The comments came days after the government removed Prof Muhammad Yunus from Grameen Bank — a move considered by many as a plot to take control of the country’s most prestigious organisation.
The economist said there are many misgivings about the concept of microcredit, and the notion that microcredit is supposed to alleviate poverty is pointless.
He mentioned the government spends 30 to 40 percent of its annual development budget for poverty alleviation and said, “You can easily measure the government’s investment in the area in the last 20 to 30 years and the reduction in poverty. Then you will reach a conclusion for who is responsible for what.”
“In this circumstance, we are now caught in a totally ridiculous discussion. What you have to do is to put it into perspective.”
Sobhan said microcredit creates opportunity for people to get out of extreme poverty.
“The lesson should be what would be our direction from here. This is a 30-year-old sector and a lot of significant changes have taken place.”
Sobhan said the great contribution of Grameen Bank is that it recognises the ownership of its shareholders.
“The government contributed Tk 1.8 crore out of Tk 53 crore of capitalisation of an organisation, and now claims to be the supreme owner of the organisation,” he said.
Former Bangladesh Bank governor Salehuddin Ahmed said there has been a microcredit boom in Bangladesh, as the poor did not have any access to finance.
“Many programmes and projects were taken to help the poor in the past, but nothing worked.”
“The sector is very disciplined and everyone should think what would have happened if microcredit had not existed. Its impact can only be felt but can not be measured easily by index,” he said.
SR Osmani, professor of economics at the University of Ulster, said the ongoing discussion on microcredit in the media is misleading.
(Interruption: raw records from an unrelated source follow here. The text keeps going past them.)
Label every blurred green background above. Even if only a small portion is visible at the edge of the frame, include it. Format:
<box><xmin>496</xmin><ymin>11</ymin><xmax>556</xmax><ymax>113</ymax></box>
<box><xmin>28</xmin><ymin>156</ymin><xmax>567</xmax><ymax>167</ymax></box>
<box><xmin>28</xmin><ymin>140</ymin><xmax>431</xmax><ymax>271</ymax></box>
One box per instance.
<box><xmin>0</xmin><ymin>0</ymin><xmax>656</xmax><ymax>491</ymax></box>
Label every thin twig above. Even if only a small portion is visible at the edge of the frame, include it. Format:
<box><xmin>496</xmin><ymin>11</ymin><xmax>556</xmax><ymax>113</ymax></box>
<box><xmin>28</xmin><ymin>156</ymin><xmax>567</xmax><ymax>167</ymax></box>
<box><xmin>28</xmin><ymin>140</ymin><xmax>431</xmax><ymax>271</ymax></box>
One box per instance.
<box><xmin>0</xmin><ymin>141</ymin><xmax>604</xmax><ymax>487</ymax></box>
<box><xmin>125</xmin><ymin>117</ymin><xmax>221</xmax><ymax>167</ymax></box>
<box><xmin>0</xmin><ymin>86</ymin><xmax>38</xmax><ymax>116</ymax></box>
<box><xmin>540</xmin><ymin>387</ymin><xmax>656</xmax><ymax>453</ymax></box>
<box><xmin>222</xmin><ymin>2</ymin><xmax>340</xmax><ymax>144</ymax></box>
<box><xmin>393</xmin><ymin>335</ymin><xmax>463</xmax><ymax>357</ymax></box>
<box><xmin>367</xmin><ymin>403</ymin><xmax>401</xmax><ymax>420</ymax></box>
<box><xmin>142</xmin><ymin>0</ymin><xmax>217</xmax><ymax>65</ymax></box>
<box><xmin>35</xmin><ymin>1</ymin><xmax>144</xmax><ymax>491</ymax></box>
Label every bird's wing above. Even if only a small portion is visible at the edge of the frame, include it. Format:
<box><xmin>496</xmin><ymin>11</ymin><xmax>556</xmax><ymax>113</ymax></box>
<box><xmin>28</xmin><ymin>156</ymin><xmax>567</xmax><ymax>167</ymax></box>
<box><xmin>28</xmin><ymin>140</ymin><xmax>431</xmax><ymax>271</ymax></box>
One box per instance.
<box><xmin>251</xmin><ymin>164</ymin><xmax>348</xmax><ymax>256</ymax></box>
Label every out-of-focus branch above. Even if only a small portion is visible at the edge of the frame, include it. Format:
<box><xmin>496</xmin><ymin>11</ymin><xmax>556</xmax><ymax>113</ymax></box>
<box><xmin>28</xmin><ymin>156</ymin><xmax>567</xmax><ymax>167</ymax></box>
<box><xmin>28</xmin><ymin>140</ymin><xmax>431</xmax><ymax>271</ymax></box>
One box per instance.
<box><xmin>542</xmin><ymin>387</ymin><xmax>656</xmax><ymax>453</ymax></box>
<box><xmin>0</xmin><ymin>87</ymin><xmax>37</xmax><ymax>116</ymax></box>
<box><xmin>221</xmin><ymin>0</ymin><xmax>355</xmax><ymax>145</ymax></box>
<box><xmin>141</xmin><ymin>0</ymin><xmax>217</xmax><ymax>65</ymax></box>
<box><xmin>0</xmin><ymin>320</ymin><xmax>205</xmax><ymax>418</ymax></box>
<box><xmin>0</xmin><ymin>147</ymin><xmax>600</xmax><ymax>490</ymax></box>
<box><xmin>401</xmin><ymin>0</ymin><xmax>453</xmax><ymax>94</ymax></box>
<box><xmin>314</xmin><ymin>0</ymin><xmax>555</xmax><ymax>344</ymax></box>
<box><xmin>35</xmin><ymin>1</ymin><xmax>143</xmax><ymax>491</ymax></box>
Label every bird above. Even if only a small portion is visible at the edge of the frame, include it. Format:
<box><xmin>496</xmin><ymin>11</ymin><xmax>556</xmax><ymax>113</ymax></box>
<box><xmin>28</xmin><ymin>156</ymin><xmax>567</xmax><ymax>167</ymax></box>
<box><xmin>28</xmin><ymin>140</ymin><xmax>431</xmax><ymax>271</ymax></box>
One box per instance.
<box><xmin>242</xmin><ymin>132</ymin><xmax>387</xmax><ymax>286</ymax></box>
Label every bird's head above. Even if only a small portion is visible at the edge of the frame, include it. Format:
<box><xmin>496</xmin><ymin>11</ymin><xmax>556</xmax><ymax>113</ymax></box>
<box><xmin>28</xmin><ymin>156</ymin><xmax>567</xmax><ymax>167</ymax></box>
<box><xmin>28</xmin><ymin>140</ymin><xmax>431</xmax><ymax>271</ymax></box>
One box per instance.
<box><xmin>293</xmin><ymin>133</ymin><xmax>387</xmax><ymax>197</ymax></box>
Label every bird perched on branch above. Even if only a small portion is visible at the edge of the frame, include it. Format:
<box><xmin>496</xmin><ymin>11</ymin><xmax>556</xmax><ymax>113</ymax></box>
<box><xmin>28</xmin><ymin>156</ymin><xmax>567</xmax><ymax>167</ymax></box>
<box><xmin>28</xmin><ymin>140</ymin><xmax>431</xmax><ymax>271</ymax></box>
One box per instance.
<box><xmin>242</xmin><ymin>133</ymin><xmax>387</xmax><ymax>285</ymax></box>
“They talk about high interest rates. But they never consider that commercial banks do not want to lend money to the poor and will not be able to do so even if they want to.”
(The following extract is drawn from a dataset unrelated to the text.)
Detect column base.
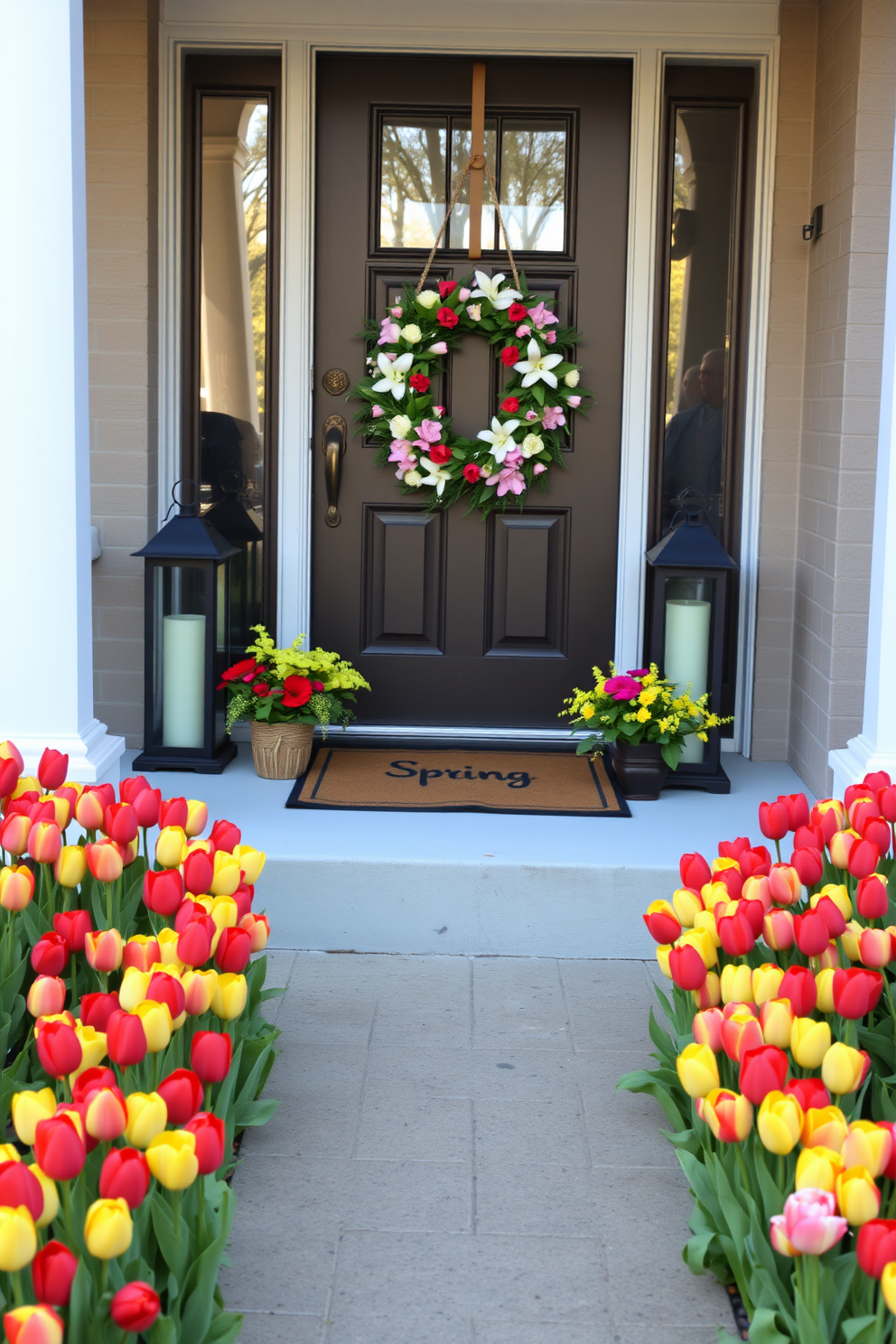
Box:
[9,719,125,788]
[827,733,896,798]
“It will be pointless to compare interest rates between microfinance institutions and commercial banks.”
Osmani countered the claim that microcredit borrowers have been continuing loans for years and said, “The same happens in the formal sector, where entrepreneurs continue bank loans as long as they are alive. Then, why is this double standard?”
He came down hard on the critics of the concept of microcredit, who say it could not eradicate poverty despite being in practice for three decades in Bangladesh.
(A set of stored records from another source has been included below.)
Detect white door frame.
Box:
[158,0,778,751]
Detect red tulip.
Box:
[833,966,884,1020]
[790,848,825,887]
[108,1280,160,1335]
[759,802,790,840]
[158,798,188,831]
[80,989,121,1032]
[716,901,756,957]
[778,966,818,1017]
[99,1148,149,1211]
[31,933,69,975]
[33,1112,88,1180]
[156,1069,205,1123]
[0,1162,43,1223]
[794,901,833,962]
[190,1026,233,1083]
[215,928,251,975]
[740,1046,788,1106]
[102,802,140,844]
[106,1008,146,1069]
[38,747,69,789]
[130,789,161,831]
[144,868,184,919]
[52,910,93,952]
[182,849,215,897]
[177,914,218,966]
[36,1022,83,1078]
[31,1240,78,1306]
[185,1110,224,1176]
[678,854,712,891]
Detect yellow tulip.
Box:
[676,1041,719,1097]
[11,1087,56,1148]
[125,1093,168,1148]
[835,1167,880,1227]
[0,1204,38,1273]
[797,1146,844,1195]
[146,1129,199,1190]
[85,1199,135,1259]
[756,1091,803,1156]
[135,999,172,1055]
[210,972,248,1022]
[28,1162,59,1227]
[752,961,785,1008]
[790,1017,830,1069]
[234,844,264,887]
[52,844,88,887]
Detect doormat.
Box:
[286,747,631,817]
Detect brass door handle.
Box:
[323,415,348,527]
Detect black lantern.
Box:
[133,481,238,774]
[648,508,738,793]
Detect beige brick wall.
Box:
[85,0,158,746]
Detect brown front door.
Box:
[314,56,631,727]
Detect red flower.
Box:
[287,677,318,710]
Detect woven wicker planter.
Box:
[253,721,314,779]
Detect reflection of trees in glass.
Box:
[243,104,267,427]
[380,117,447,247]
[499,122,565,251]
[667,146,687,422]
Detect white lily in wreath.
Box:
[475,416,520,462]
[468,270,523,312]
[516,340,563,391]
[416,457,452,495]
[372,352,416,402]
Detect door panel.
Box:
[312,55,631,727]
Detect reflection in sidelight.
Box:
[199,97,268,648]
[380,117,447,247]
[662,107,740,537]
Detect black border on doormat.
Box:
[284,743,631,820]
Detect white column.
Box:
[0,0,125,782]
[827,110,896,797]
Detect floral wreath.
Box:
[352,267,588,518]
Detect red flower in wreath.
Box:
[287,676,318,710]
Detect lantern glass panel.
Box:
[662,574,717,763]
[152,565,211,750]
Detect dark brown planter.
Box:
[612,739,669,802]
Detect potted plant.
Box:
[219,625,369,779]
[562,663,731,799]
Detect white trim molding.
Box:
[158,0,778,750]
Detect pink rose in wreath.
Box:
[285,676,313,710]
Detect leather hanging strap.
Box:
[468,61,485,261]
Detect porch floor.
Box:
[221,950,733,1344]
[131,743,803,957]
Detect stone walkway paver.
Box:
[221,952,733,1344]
“The politicians have been spending thousands of crores of taka for years in the name of poverty alleviation. But we do not see any reduction in the poverty level.”
Referring to studies between 1988 and 2008, Osmani said, “Those who participated in microcredit programmes were better off than those who were not involved in any microfinance institutions.”
MM Akash, professor of economics at Dhaka University, said the spectrum of interest rates in the sector creates suspicion. If one microfinance institution, such as Grameen, charges 10 percent flat rate, others charge 15 to 20 percent.
“Microcredit Regulatory Authority needs to regulate this.”
The economist said differential treatment of microfinance institutions has made a mess in the sector that needs to be cleared.
Hossain Zillur Rahman, former adviser to a caretaker government, said Grameen Bank has been unfairly put in the dock on various grounds.
“We see a major danger in this, as many of our microcredit-related achievements such as girls’ enrolment in schools will be questioned,” he said.
Binayak Sen, research director of Bangladesh Institute of Development Studies, said the government spends Tk 27,000 crore for poverty alleviation every year.
“This has been going on for years. But we do not see any dramatic change in poverty alleviation,” he said.
Prothom Alo Editor Matiur Rahman also spoke at the roundtable.